Editor’s Note: Below is the first of many upcoming “Insider Opinion” op-ed contributions by industry insiders. Today’s contributor, Alina Syunkova, is a PR specialist assigned to client VUDU for SutherlandGold Group (which, in honor of full disclosure, will also handle the official press release and launch of DVDisDEAD.) Insider Opinion contributors may discuss whatever they like - with one exception: They can’t promote their own products and/or services (or in this first piece, products and/or services of companies they contract with or represent). Comments - and queries from potential contributors - welcome. -JH
Insider Opinion: The Movie and TV Download Revolution: Hurry up and wait
By Alina Syunkova, SutherlandGold Group
Content owners like NBC Universal are putting pressure on providers and developers of digital media technologies like Apple to maintain high prices on media content. At the very least, the latest Apple-NBC deal suggests that content owners may be clinging to the option of price manipulation based on what specific content is being viewed. Technology makers, by contrast, aim for simplicity to achieve mass technology adoption.
This points to at least one rift between media content owners and media consumer technology developers/providers. The former live in a content-centric world. Among programs and films, there are the good, the bad, the ugly, and prices must reflect this tedious hierarchy, because revenues – and ultimately, profits – derive from content. By contrast, for Apple and other technology developers, all content – from HD to UGC – is equal. What matters is which – or whose – new gadget delivers the content. Because revenues – and again, those pesky profits – are derived from gadget sales.
It’s important to note that the “techies” are the relative new kids on the block in this tug-of-war. For nearly a century now, media has been defined by content, and the “gadgets” delivering it – television sets, radios, cable, satellite – were a much more unified market, with few real options for consumers to worry about. The advent of iPods and YouTube, online video streaming and TiVo, dozens of VOD box set options and mobile entertainment, all of this is changing. Besides what to watch or listen to, consumers now have myriad choices for how to do it.
The result has been a tug-of-war between the media content owners and media consumer tech providers, impacting the economics of the media industry and the rate of new technology adoption. Specifically, it has created uncertainty as to where the industry is headed. Among die-hard fans of TiVo, the greatest caveat often rumored remains: “I just don’t know whether it’s here to stay.”

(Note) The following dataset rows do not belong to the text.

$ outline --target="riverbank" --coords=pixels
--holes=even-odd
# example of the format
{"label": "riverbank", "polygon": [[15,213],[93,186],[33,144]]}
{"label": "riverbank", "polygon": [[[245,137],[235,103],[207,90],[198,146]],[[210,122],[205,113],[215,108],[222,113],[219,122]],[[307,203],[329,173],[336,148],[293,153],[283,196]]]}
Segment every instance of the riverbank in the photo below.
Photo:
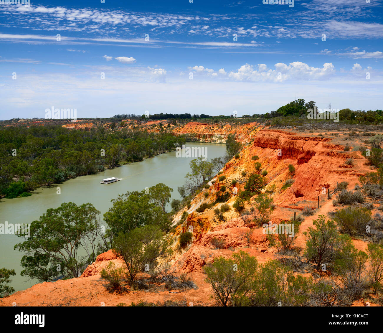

The battlefield between technology providers and content owners is chock-full of casualties. One example is Redlasso, the video and audio content search engine that received a cease-and-desist order from CBS, NBC, and Fox, forcing it to shut down. Content owners have seemingly been relentless in making life difficult for technology developers who threaten to make access to content a bit too easy for consumers without making them pay up. Perhaps, the effect is intentional. It seems logical that content owners have an interest in holding back new tech: they want to juice what is left out of the media industry’s decades-old infrastructure. They seem to know that once the free access to content door is opened, it can never be shut again. And they are preparing themselves for the storm, resisting it for as long as they can.
That preparation and resistance only confirms that the new media revolution is well underway. NBC and Fox’s joint operation “reinvent myself,” code-name “Hulu,” is a perfect example of the low profile content owners are maintaining as they scramble to keep up with the industry. Most will go down with the ship as a tsunami of new media technologies hits the media industry. Some, as titans do, will survive and rise to the top. The ones to re-emerge from the debris have been the quickest to form their own spin-offs equipped for navigating the vast expanse of new media technologies. NBC’s Hulu is one such lifeboat in the making.